Vermont Congress member Peter Welch said a major factor in the conditions at Walter Reed might be the result of the privatization of services. Rep. Welch cited a five-year, $120 million contract given to a company called IAP Worldwide Services, which is operated by a former Halliburton executive. That is the same company which botched the delivery of ice to Hurricane Katrina evacuees in 2005. The Corporate Research Project reports that IAP has close ties to the Republican Party.

“It is clear that one of the reasons for ‘Building 18,’ the controversial building that is just a great symbol of what has happened to outpatient care, is that they privatized every job on the Walter Reed base, except for medical care,” said Del. Norton. “They privatized all the skilled employees. They were, by the way, government employees who kept this place going. When you privatize key administrators and infrastructure jobs, what you get is what we’re seeing in Building 18. You get neglect and you get deterioration, which would otherwise not occur.

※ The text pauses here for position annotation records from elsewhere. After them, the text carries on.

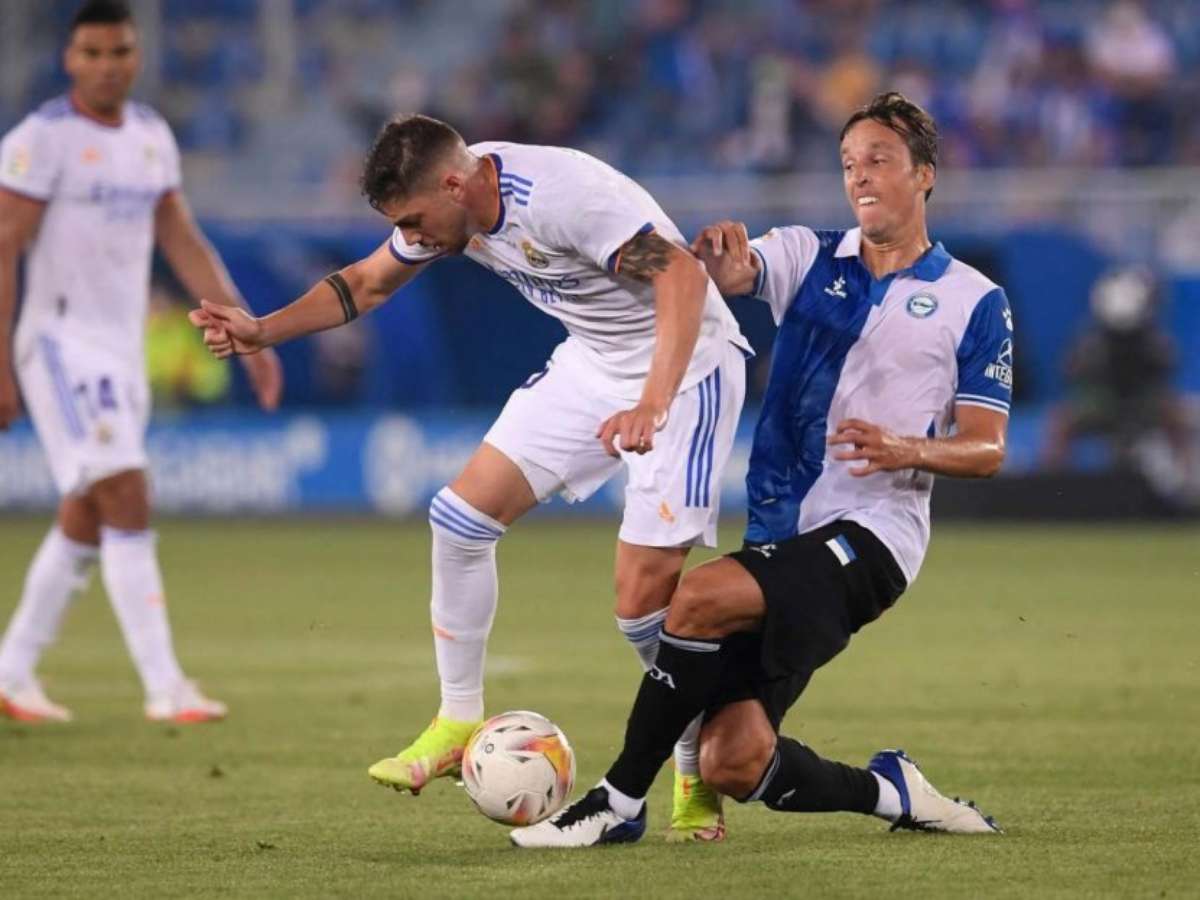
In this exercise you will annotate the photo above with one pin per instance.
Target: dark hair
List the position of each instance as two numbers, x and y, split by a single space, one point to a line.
102 12
906 119
403 155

“I think we owe it to Walter Reed to make sure that privatization does not become a pattern in military hospitals and veterans hospitals across the country. Where you had civilian workers who were doing their job. The privatization did not occur because anybody had a problem with the work they were doing. It occurred because the Army, in the middle of a war, decided that they’d find something else to privatize.

“We’re paying, or at least Walter Reed, the families and the soldiers there are paying for that privatization,” said Del. Norton.

In response to what she described as an “administrative system that is so broken, that short and long term remedies must be applied at the same time,” Del. Norton introduced legislation Mar. 8 that would reverse the planned closing of the Walter Reed base, in order to help stabilize personnel who scatter once they believe a base will close.

Walter Reed is an essential and integral component of the Emergency Preparedness Plan for the nation’s capital, in close proximity to the White House, the Capitol and tourists attractions, and is central to plans to treat mass casualties during a possible terrorist attack in the city or region, the legislation points out.